Abstract
Purpose: Infection after TJA is a rare but devastating complication. Horizontal laminar airflow has been advocated to reduce infection rate.
Methods: 896 consecutive primary and revision total joint arthroplasties of the hip and knee were retrospectively reviewed. The first 751 were performed before February 2004 in a horizontal laminar air flow room; the final 146 were performed without laminar flow from February 2004 through May 2005. All patients received the same perioperative antibiotics, wound management, and rehabilitation program. Body exhaust systems were worn in all cases.

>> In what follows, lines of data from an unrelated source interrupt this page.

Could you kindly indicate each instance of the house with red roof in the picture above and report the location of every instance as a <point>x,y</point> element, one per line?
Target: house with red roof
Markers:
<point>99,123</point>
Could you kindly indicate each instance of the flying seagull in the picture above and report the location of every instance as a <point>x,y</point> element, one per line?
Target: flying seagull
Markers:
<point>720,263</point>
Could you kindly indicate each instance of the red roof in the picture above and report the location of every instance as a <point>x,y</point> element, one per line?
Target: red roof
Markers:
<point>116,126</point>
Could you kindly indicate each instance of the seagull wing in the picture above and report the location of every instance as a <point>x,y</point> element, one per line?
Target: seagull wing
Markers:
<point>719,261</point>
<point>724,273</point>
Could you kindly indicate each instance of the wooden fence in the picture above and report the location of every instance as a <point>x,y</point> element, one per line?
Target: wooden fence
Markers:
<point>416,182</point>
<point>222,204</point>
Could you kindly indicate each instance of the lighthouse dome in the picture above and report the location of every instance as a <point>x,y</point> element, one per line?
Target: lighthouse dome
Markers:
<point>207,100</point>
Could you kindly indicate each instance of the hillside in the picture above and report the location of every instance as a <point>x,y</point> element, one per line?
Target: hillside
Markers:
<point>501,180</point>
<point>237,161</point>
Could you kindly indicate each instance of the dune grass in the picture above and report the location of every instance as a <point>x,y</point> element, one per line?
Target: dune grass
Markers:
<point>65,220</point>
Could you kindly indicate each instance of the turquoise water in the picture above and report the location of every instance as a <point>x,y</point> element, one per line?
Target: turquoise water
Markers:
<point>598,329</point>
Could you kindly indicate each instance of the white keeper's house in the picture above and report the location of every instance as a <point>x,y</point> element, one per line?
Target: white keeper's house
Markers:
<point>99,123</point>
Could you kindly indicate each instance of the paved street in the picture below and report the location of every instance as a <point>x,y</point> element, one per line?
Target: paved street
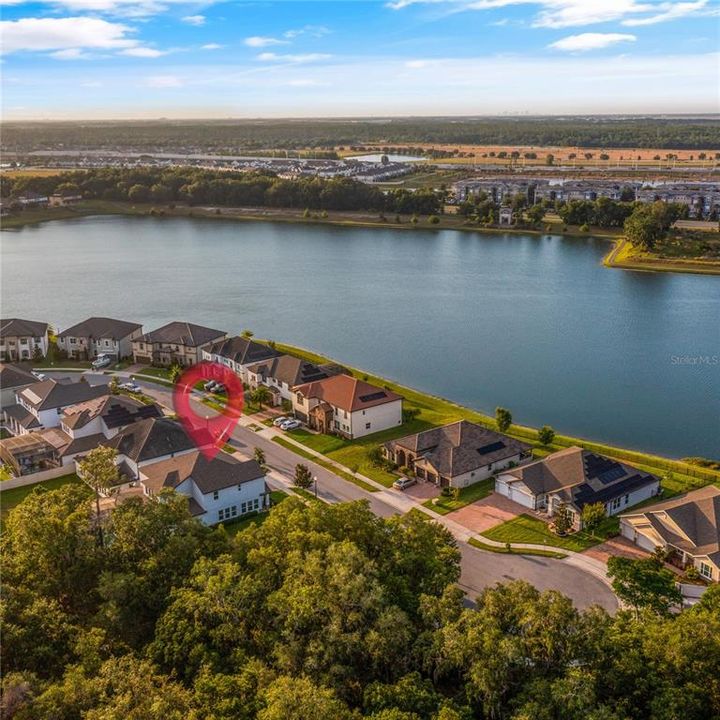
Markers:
<point>480,568</point>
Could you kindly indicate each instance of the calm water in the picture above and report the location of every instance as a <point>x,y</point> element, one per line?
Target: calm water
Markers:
<point>532,323</point>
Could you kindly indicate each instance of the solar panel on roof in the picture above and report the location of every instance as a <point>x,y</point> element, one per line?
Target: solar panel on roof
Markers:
<point>492,447</point>
<point>373,396</point>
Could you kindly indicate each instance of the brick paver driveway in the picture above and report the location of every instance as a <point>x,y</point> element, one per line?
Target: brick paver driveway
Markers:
<point>488,512</point>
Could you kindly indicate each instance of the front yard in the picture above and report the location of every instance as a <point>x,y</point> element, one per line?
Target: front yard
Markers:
<point>533,531</point>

Results: There were a total of 10 infections (1.1%) requiring surgical treatment, including 6 deep knee infections (0.67%), and four (0.45%) wounds (3 knees and 1 hip) with delayed healing or superficial infections. 9 of the infections occurred in the laminar flow group (1.2%), including all 6 deep knee infections (6/456=1.3%), 2 knee and 1 hip wound infection. Only 1 infection (0.68%), in a knee wound, occurred in the non-laminar flow group. There were no deep hip infections. Statistically, more knees became infected than hips overall (9/550=1.64% vs 1/346=0.29%)(p< 0.01) and more knees developed deep infection with laminar flow than without (6/456=1.2% vs 0/94=0.00%)(p< 0.1).
Conclusions: Laminar air flow did not alter the infection rate in THA, but may have increased infection rate in TKA. Infection is multifactorial, and longer follow up of the non-laminar flow group may reduce the differences seen. Nevertheless, this data agrees with other published data and is of significant concern for the TKA surgeon and patient alike.